# Issues Converting Stan's `Phi_approx` to PyMC

Hi everyone,

I’m working on converting some Stan code into PyMC and came across a function called `Phi_approx`. As I understand, it’s a fast approximation of the cumulative standard normal distribution function. You can find more information about it here: Stan Functions Reference.

However, I couldn’t find a direct equivalent function in PyMC, so I wrote one myself. But when I compare the model output between PyMC and Stan, there are significant differences. I suspect the issue might lie in my converted `Phi_approx` function, but I’m not entirely sure what’s wrong.

Here’s the original Stan code:

``````ndt_i[i,1] = Phi_approx(ndt_mean[1] + ndt_sd[1] * ndt_i_pr[i,1]) * min(RT_min[i,,1]);
# (where i represents participant number)
``````

And here’s my PyMC translation:

``````with pm.Model(coords=coords) as model_3:
...
ndt_mean = pm.Normal('ndt_mean', mu=0, sigma=1, dims="time")
ndt_sigma = pm.Normal('ndt_sigma', mu=0, sigma=1, dims="time")
ndt_i_pr = pm.Normal('ndt_i_pr', mu=0, sigma=1, dims=["subj","time"])
rv = pm.Normal.dist(0,1)
phi = pm.logcdf(rv, ndt_mean + ndt_sigma * ndt_i_pr)
phi = pm.math.exp(phi)
ndt_i = pm.Deterministic('ndt_i', phi * rt_min, dims=["subj","time"])
...
# (Note: rt_min is an array with a shape of (47, 2))
``````

I’m wondering if there’s a misunderstanding on my part regarding the `Phi_approx` function or if my definition in PyMC is incorrect. Any advice or suggestions would be greatly appreciated!

This looks good, does it give the right answer?

Our computational backend automatically optimizes models to use the best available algorithms, so we try to avoid exposing functions like `fast_Phi` to users. I’m not if we do something smart for Probit. Run your model and let me know how the timings seem.

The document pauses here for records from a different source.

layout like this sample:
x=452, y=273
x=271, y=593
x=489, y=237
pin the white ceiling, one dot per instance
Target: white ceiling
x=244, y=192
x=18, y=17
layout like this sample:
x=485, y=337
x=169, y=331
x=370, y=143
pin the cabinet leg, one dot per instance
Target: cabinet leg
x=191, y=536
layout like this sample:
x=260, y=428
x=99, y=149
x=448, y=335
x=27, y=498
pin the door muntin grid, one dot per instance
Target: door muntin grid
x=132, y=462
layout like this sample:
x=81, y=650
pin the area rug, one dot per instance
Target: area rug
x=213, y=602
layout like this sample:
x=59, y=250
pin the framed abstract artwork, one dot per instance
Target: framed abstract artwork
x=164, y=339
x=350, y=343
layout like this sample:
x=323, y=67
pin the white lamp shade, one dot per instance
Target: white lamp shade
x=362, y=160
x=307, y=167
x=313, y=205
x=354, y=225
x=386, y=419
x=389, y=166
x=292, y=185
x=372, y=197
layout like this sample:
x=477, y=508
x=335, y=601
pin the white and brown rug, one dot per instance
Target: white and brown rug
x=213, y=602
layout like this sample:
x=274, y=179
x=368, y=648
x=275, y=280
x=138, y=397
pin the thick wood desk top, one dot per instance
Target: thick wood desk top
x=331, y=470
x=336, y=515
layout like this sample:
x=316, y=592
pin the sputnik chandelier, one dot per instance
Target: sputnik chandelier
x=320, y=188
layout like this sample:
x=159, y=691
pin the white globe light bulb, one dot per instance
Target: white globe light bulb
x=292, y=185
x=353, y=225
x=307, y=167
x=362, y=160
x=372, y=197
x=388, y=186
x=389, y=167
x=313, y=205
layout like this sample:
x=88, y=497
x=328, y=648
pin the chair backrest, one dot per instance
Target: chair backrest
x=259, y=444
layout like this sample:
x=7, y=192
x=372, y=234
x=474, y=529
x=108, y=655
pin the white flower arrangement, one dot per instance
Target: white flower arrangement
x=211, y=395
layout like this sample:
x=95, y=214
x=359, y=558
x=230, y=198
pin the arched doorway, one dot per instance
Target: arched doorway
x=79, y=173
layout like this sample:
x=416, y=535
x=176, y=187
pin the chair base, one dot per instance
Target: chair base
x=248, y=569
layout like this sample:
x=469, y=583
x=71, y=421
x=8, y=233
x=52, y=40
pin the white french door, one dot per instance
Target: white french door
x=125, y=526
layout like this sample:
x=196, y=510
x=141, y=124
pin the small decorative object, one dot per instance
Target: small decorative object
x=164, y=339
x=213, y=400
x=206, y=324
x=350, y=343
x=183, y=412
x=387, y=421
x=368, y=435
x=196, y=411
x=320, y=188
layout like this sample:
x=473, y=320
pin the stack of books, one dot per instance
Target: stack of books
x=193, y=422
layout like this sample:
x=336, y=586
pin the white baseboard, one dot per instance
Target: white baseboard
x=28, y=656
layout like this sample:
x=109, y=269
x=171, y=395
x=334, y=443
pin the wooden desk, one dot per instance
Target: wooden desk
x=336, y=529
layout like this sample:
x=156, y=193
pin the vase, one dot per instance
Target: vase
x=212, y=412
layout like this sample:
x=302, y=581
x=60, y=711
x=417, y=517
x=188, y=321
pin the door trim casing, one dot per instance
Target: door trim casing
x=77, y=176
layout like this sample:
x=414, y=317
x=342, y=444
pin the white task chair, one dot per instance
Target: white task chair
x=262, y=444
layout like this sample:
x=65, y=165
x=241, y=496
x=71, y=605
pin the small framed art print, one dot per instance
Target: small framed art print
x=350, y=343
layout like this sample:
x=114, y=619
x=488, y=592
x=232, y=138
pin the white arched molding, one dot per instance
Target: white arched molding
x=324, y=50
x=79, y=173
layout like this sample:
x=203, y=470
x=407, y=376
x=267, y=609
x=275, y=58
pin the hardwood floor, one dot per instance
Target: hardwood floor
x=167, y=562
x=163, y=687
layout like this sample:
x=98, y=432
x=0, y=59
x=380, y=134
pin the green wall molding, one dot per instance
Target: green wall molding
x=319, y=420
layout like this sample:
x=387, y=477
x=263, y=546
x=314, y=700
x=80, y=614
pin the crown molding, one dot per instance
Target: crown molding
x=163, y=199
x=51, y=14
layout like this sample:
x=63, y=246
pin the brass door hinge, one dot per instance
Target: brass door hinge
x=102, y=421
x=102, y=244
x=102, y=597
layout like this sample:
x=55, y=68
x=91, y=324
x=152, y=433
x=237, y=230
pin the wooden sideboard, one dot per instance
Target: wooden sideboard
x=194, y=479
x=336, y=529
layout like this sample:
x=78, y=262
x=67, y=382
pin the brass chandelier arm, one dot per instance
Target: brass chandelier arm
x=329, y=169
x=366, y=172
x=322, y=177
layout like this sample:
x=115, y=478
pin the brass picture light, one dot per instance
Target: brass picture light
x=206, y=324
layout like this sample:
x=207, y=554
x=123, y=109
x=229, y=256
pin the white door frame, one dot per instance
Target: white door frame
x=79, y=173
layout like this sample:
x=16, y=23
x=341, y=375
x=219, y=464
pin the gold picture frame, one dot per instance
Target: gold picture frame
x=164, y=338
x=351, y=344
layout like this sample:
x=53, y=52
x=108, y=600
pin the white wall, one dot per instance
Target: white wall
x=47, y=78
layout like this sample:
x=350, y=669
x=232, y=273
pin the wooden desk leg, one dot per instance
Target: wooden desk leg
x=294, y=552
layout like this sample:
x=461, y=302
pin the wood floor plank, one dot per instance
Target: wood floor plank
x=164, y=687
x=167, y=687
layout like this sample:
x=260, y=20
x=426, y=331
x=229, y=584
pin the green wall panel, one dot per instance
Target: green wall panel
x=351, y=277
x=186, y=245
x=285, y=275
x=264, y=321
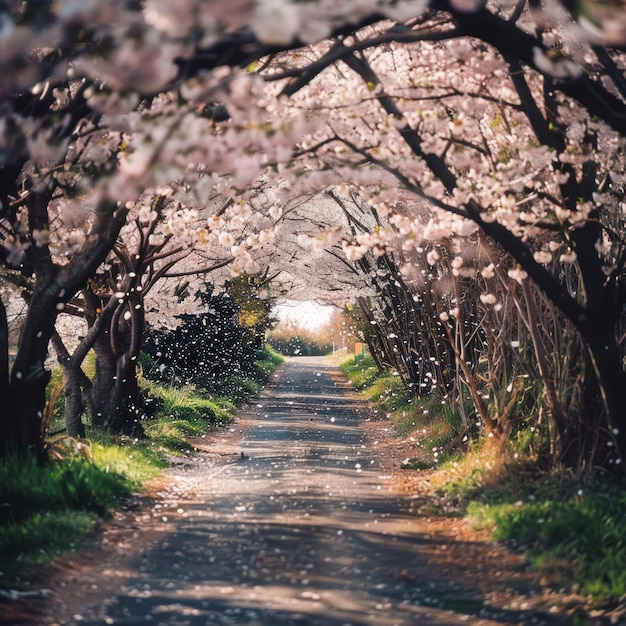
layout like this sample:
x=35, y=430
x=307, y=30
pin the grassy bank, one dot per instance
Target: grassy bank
x=571, y=528
x=47, y=511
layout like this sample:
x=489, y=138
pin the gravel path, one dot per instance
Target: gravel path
x=286, y=518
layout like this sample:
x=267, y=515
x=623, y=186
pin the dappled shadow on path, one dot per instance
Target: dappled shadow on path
x=305, y=528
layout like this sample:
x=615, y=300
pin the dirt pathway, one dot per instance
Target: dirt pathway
x=297, y=521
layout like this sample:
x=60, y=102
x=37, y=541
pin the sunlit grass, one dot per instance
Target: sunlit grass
x=576, y=538
x=45, y=511
x=361, y=373
x=572, y=534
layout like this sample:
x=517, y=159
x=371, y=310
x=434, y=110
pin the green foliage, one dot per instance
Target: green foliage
x=361, y=373
x=431, y=422
x=42, y=536
x=189, y=404
x=574, y=532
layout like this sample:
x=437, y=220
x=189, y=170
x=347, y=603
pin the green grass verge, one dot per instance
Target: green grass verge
x=572, y=531
x=45, y=511
x=576, y=534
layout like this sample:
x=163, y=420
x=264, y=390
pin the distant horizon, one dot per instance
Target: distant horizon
x=306, y=313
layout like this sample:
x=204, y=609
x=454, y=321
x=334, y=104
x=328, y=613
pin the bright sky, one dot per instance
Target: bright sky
x=307, y=314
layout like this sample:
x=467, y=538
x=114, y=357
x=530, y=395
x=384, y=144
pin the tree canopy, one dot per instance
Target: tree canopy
x=458, y=166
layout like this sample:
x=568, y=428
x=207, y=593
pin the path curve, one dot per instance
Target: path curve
x=294, y=521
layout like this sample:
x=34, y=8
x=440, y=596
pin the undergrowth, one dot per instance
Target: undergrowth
x=49, y=510
x=571, y=528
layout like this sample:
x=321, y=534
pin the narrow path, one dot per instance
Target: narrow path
x=304, y=529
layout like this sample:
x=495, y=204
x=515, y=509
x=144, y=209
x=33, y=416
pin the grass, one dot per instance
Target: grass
x=571, y=528
x=574, y=534
x=46, y=511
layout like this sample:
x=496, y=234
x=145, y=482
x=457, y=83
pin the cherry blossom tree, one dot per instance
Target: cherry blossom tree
x=497, y=121
x=495, y=115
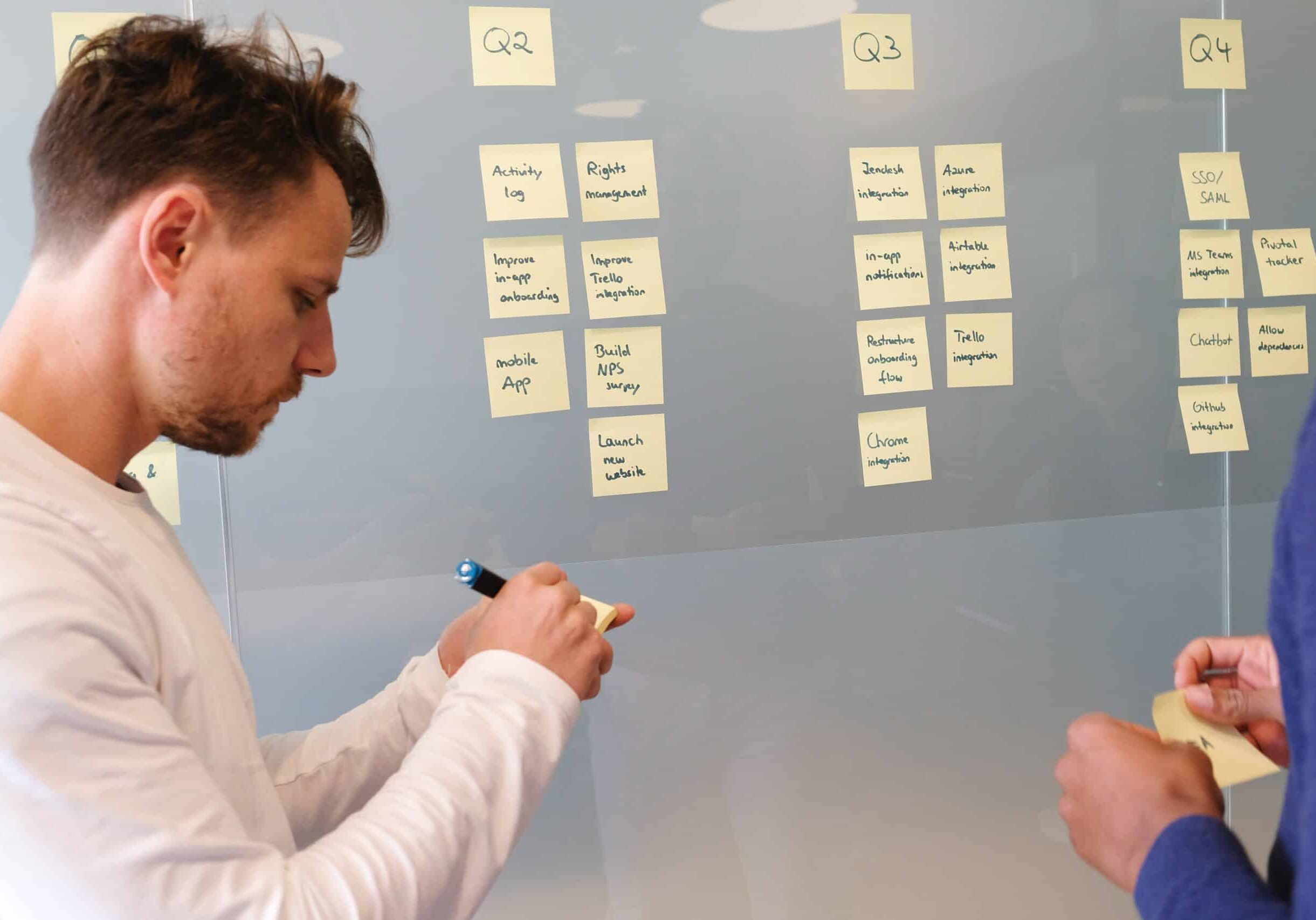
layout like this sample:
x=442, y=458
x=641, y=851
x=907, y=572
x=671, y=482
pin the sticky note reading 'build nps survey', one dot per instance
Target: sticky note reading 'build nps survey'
x=526, y=277
x=512, y=46
x=1285, y=261
x=1212, y=419
x=970, y=181
x=527, y=374
x=523, y=181
x=1211, y=265
x=894, y=356
x=618, y=181
x=623, y=278
x=1234, y=758
x=1277, y=338
x=1212, y=54
x=976, y=264
x=877, y=51
x=157, y=471
x=628, y=454
x=893, y=270
x=1209, y=341
x=1212, y=186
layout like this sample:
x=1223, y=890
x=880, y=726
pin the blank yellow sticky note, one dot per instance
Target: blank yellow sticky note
x=527, y=374
x=894, y=447
x=877, y=51
x=1209, y=341
x=526, y=277
x=894, y=356
x=623, y=366
x=628, y=454
x=73, y=31
x=623, y=278
x=887, y=183
x=1212, y=54
x=1211, y=265
x=523, y=181
x=970, y=181
x=1212, y=418
x=893, y=270
x=157, y=471
x=1234, y=758
x=1277, y=340
x=512, y=46
x=1285, y=261
x=618, y=181
x=976, y=264
x=1212, y=186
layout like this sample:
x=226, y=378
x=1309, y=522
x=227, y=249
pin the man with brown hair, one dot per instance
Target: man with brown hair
x=195, y=202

Thanks! I’d also like to provide some clarification about my model in case it helps make the situation clearer.

I’m building a shift lognormal model, where the `ndt_i` above is used to create a shifted parameter for each participant at a certain time condition. This shifted parameter should multiply with their minimum RT.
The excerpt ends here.